I often prepare summary tables of statistics that I share at work. The tables often contain the same type of data and column headers (e.g. number of bylaw violations, number of units, etc.). I often work with shorthand column names in R data frames ("nbbldg", "nbunits", "nbvl") or other column names inherited from imported tables. Here's an example:
df <-
data.frame(
DESCRIPTION_TXT_BLW = c(
"Missing plumbing fixture",
"Improperly installed heating unit",
"Loose or damaged siding",
"Peeling paint"
),
DESCR_UNIT = c("Apartment", "Apartment", "Common area", "Common area"),
nbvl = as.integer(c(12, 4, 76, 4))
)
I then translate the column names into their "readable" counterparts before exporting to csv through the following function (example list provided) :
changecolnames<-function (df, codetotext)
{
lapply(names(df), function(x) {
if (x %in% names(codetotext)) {
codetotext[[x]]
}
else {
x
}
})
}
readablecolnames <-
list(
"DESCR_UNIT" = "Description of unit",
"DESCRIPTION_TXT_BLW" = "Description of bylaw violation",
"nbvl" = "Number of bylaw violations"
)
names(df)<-changecolnames(df, readablecolnames)
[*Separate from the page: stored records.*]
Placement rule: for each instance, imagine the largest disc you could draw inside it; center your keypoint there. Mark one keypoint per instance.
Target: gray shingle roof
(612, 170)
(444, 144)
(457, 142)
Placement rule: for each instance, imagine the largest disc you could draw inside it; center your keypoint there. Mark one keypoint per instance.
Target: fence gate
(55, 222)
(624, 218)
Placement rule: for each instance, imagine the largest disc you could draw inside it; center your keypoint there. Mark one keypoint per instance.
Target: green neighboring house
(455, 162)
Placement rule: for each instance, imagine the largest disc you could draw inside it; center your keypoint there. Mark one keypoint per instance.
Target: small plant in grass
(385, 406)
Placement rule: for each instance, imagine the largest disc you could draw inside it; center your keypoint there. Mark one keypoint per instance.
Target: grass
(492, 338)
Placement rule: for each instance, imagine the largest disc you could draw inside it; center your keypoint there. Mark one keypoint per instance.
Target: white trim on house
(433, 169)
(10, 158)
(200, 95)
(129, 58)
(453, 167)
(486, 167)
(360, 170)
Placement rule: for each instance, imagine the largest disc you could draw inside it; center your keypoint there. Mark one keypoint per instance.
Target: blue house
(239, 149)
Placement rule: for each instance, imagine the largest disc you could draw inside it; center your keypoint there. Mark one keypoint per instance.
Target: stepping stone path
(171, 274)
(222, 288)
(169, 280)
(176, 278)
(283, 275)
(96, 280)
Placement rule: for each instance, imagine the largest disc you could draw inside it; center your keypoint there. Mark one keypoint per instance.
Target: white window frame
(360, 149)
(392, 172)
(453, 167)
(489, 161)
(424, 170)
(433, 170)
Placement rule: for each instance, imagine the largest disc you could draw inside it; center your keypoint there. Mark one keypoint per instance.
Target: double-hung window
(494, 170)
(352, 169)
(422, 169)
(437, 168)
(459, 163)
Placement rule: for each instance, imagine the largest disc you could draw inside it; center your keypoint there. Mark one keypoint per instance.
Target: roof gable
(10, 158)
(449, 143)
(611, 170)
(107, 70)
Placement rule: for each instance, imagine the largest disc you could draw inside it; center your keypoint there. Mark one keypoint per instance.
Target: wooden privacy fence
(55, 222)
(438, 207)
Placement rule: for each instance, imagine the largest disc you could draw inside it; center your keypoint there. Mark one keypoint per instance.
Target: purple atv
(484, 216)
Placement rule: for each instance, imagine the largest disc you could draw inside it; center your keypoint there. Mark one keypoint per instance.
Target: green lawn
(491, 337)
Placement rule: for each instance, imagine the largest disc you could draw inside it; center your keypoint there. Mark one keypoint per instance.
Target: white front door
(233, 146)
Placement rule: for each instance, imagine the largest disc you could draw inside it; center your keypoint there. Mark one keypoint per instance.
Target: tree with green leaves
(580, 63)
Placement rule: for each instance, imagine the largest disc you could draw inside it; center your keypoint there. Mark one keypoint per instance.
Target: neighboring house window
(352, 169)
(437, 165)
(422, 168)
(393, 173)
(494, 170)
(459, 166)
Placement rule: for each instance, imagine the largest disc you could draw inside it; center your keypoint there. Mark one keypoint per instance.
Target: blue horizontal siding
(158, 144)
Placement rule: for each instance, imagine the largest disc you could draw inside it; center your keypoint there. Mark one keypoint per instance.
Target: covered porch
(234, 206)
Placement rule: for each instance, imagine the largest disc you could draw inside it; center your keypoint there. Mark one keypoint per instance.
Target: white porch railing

So far, I have project specific lists which allow to me convert the columns names. I would like to aggregate the disparate lists into a global one accessible from any R project (in RStudio) and keep adding to it. My objective is to avoid creating a list in each project, and instead refer to a sort of easy-to-update master "library". What is the best way of achieving this?